Cela fait débat. Pour certains, il faut d'abord mettre l'accent sur des politiques visant à corriger les inégalités sur le marché du travail (salaires, conciliation vie familiale / vie professionnelle, etc.), plutôt que de les compenser au moment de la retraite, ce qui revient en fait à les entériner. Mais d'autres estiment que la lenteur avec laquelle se résorbent les inégalités justifie le maintien de mécanismes de compensation. La nécessité de ces mécanismes s'impose d'autant plus que les réformes en cours du système de retraite risquent d'affecter davantage les femmes que les hommes - notamment l'allongement de la durée de cotisation requise pour liquider une retraite à taux plein.
Quelles sont les nouveautés apportées par la réforme de novembre 2010 ?
La réforme des retraites de 2010 contient quelques mesures en faveur des femmes et de l'égalité hommes-femmes.
- La principale de ces mesures vise à inciter les entreprises à promouvoir l'égalité hommes-femmes au sein de leur organisation : Les entreprises de 50 salariés et plus doivent avoir mis en place, avant le 1er janvier 2012, un accord sur l'égalité professionnelle hommes-femmes ou, à défaut, un plan d'action pour la promotion de cette égalité. A défaut, elles doivent acquitter une contribution qui pourra atteindre 1% de leur masse salariale.
Il s'agit d'une mesure calquée sur le principe de ce qui existe par ailleurs sur la prise en compte de la pénibilité et l'emploi des seniors.
Quelle différence y a-t-il entre un « accord » et un « plan d'action » ?

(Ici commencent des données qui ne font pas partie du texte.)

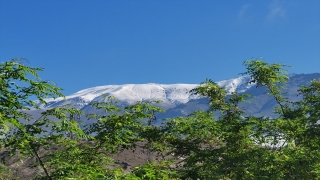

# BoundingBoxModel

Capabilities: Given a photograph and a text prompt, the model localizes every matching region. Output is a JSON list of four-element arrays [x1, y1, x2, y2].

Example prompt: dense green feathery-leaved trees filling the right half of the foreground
[[148, 60, 320, 179]]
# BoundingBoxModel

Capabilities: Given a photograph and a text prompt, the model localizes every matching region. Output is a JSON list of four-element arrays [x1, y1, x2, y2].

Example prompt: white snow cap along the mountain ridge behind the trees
[[42, 76, 253, 109]]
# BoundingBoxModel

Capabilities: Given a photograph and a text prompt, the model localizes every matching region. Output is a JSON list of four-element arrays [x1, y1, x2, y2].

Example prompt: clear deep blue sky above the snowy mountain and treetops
[[0, 0, 320, 95]]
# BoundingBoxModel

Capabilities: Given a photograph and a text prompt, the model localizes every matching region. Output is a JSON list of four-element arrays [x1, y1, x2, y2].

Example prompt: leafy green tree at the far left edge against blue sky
[[0, 59, 84, 179]]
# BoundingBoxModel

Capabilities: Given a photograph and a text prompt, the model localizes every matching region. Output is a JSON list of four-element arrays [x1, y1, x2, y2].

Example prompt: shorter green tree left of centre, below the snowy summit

L'accord suppose une négociation au sein de l'entreprise ; le plan d'action peut être décidé unilatéralement par l'employeur. Aussi bien l'accord que le plan d'action portent sur tous les aspects de l'égalité homme-femme dans l'entreprise : « la situation respective des femmes et des hommes en matière d'embauche, de formation, de promotion professionnelle, de qualification, de classification, de conditions de travail, de rémunération effective et d'articulation entre l'activité professionnelle et l'exercice de la responsabilité familiale. » Le plan d'action doit faire l'objet d'un suivi et contenir des indicateurs chiffrés.
- Les deux autres mesures sont de moindre portée :
- les parents de 3 enfants nés avant 1956 et ayant interrompu ou réduit leur activité professionnelle pour les élever, pourront continuer à partir à la retraite à taux plein à 65 ans, à condition d'avoir validé un nombre minimum de trimestres qui reste à fixer. Cette mesure pourrait concerner 130 000 personnes, sans doute essentiellement des mères.

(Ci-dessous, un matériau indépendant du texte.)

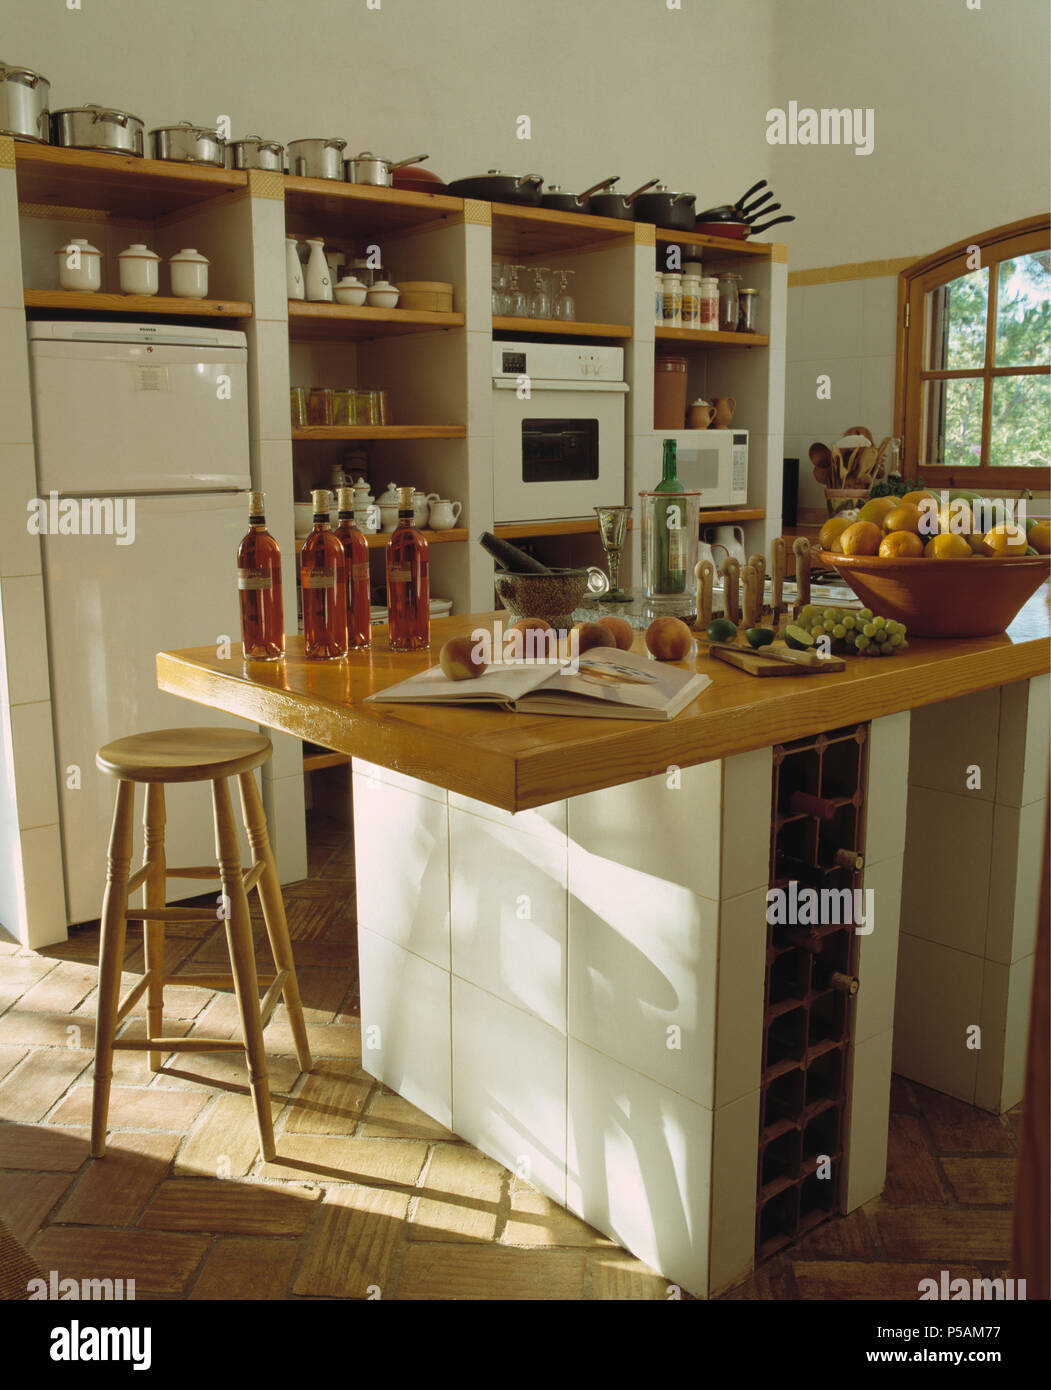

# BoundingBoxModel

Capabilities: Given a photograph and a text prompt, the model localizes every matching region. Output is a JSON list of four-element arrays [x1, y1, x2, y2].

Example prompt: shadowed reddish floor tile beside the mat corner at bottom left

- Depuis le 1er janvier 2012, l'indemnité journalière perçue pendant le congé maternité est prise en compte, à hauteur de 125 % de leur montant, pour le calcul du salaire de référence à partir duquel est calculée la retraite (les 25 meilleures années). Cette mesure pourrait se traduire par une légère réévaluation de certaines retraites de mères.